Bucky grinned. “Ohhh man, when the hell was the last time I found something that funny?”
“You know they made a TV show out of that?” said Steve.
“Wait, out of the Jeeves books?”
“Yeah, it’s just called Jeeves and Wooster. I haven’t seen it yet, but I’d like to.”
“Well then,” said Bucky, leaning back into the couch, “I bet I know what we’re watching after I catch up on Doctor Who.”
Bucky: [Holy shit]
Bucky: [Hoooooooooly shit]
Bucky: [Steve, I just realized something about season 9.]
Bucky: [That was us. That was basically us.]
Steve: [It…wait]
Bucky: [I mean, think about it:]
Bucky: [There’s a protagonist and his best friend who mean the universe to each other and fight evil together]
Bucky: [And one day the protagonist has to watch his best friend die, shortly before he himself gets agelessly aged by a lot]
Bucky: [And then the protagonist learns there might be a way to get his friend back, so he goes through hell and high water to make it happen, maybe crossing a few lines along the way]
Bucky: [And when the protagonist finally gets his friend back, something happens to separate them again.]
Bucky: [Plus there’s forced memory loss and a part where one of them tries to kill the other because they don’t recognize them.]
Steve: [You know, it’s freaky]
Steve: [I feel like I thought that too when I first watched it, but I hadn’t put it into words like that.]
Bucky: [I think you and I won out in the long run, didn’t we?]
Steve: [Yeah, we did.
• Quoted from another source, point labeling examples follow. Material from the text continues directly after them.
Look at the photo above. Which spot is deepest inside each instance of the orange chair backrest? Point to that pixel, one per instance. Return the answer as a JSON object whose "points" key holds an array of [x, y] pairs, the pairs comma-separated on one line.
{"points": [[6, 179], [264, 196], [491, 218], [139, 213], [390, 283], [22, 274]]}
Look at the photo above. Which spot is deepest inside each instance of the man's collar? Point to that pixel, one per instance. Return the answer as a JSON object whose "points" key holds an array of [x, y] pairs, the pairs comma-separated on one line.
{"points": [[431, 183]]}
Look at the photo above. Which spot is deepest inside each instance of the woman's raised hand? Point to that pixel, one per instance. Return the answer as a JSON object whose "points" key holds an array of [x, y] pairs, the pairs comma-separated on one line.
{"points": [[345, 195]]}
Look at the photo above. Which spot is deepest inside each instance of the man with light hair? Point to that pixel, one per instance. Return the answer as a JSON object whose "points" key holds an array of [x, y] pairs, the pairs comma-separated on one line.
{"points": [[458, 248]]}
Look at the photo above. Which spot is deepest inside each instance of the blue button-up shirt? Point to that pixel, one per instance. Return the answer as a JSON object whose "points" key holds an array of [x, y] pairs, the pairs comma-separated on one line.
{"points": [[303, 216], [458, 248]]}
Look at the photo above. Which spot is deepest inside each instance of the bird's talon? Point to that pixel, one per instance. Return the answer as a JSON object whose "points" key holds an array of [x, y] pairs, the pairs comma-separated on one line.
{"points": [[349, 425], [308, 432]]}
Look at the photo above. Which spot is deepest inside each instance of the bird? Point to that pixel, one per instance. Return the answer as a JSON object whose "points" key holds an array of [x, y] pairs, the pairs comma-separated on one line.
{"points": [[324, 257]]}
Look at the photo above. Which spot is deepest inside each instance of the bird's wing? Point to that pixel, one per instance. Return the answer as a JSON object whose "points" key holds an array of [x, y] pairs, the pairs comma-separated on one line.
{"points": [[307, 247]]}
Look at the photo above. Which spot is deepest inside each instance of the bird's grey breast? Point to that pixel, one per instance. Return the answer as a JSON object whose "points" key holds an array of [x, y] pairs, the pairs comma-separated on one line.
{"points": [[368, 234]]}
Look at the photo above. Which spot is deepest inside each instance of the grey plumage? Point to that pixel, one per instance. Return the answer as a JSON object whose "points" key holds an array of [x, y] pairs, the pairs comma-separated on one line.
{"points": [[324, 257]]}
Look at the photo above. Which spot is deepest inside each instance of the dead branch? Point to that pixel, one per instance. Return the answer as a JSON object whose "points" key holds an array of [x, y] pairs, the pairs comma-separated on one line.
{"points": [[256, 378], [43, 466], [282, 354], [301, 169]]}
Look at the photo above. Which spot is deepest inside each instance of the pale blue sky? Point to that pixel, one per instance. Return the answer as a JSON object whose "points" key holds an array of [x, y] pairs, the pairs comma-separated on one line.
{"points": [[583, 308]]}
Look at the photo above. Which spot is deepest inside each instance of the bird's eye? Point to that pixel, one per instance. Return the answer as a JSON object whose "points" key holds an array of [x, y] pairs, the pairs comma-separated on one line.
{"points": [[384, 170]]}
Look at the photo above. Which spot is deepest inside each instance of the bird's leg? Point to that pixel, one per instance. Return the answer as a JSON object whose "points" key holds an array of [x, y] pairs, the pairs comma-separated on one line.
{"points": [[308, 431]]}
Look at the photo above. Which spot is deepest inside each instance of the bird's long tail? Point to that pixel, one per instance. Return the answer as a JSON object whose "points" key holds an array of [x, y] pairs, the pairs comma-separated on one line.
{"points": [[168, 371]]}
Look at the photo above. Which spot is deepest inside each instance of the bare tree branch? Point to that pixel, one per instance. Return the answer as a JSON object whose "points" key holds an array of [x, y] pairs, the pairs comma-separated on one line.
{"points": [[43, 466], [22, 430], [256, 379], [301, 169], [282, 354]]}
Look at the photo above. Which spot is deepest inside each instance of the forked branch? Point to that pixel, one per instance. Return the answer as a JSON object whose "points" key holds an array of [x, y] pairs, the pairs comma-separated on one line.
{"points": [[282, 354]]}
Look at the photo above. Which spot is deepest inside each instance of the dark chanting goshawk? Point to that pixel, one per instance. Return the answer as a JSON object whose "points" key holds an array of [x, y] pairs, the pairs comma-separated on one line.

We absolutely did.]
Steve: [Wait, what’s with this me being “the protagonist”? This isn’t a movie of my life, Buck.]
Bucky: [Yeah, but it fit the metaphor.]
Steve: [Maybe you should stick that somewhere on your quote wall: “I am the protagonist of my own story.”]
Bucky: [That’s a thought. I’ve already got the rest of it laid out though.]
Bucky: [Maybe it’s just because we just watched it earlier this week and it’s still fresh in my head, but I’m giving a really good space to that one line about]
Bucky: [“Never be cruel and never be cowardly, and if you ever are, always make amends.”]
Bucky: [I only hope I can achieve that someday.]
Steve: [You do tend to apologize a lot these days.]
Bucky: [If it’s a coping mechanism, let’s just say it works for me and leave it at that.]
Steve: [Hey, what works for you that isn’t hurting yourself, works for me.]
Bucky: [Sounds fair. Thank you.]
Steve: [Speaking of “leaving it at that,” have you seen that Christmas special with River Song yet?]